6 “Do not give dogs what is sacred; do not throw your pearls to pigs. If you do, they may trample them under their feet, and turn and tear you to pieces” (Matt 7:6).
7 No, we declare God’s wisdom, a mystery that has been hidden and that God destined for our glory before time began. 8 None of the rulers of this age understood it, for if they had, they would not have crucified the Lord of glory… 13 This is what we speak, not in words taught us by human wisdom but in words taught by the Spirit, explaining spiritual realities with Spirit-taught words. 14 The person without the Spirit does not accept the things that come from the Spirit of God but considers them foolishness, and cannot understand them because they are discerned only through the Spirit (1 Cor 2:7-14).
A New Series
Today we begin a new series. I think I know the general direction and the destination, but I don’t know the exact route. I am guided by the conviction that much of what passes as Christian moral teaching today is really political ideology in religious disguise. That is to say, instead of helping individual believers understand how they ought to live as disciples of Jesus in an idolatrous culture, teachers focus on social/political issues and invoke the teaching of Jesus—and selectively the Old Testament and apostolic teaching—to support particular public policies. Instead of speaking of faith, hope and love, they instruct us about social justice. Instead of calling us to personal responsibility and repentance, they blame the social order for our sins and sufferings and call for political change. In short, they prefer to change the world than change themselves.
In this series I want to challenge this social/political distortion of the gospel and return Christian ethics to its proper subject: the individual person’s character and actions in relation to God and neighbor.
Ethical Principles
Below are some principles that will guide our discussion. I will have to unpack and defend them, but for now I was to assert them for your contemplation.
- 1. The only entity capable of moral dispositions and actions is the individual human person.
- 2. Jesus and the apostles address their moral teaching to individual persons; not a single line is addressed to an institution.
- 3. Christian moral teaching presumes the unity and inseparability of our highest religious duty (to love God) and our highest moral duty (to love neighbor); loving God takes priority.
- 4. Christian moral teaching demands that the dispositions of the soul and external actions dwell in harmony in the good and right.

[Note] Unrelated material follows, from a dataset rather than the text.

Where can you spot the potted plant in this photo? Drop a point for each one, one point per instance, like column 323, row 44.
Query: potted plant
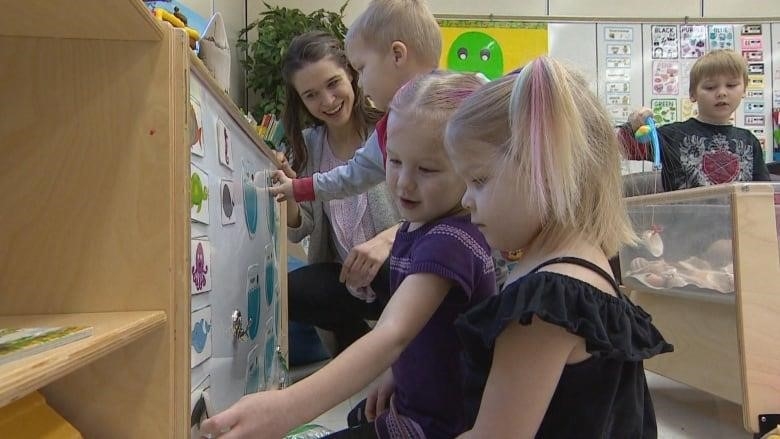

- 5. The believing church—understood as a community of persons not as an institution—should endeavor to embody the perfect community of the Kingdom of God in this world.
The Journey
I hope you will walk along with me as we explore this subject. I am afraid I will have to kick a few sacred cows, step on a few toes, and deflate a few delusions along the way. But my goal is to discern and explain the way of life taught by Jesus and his apostles.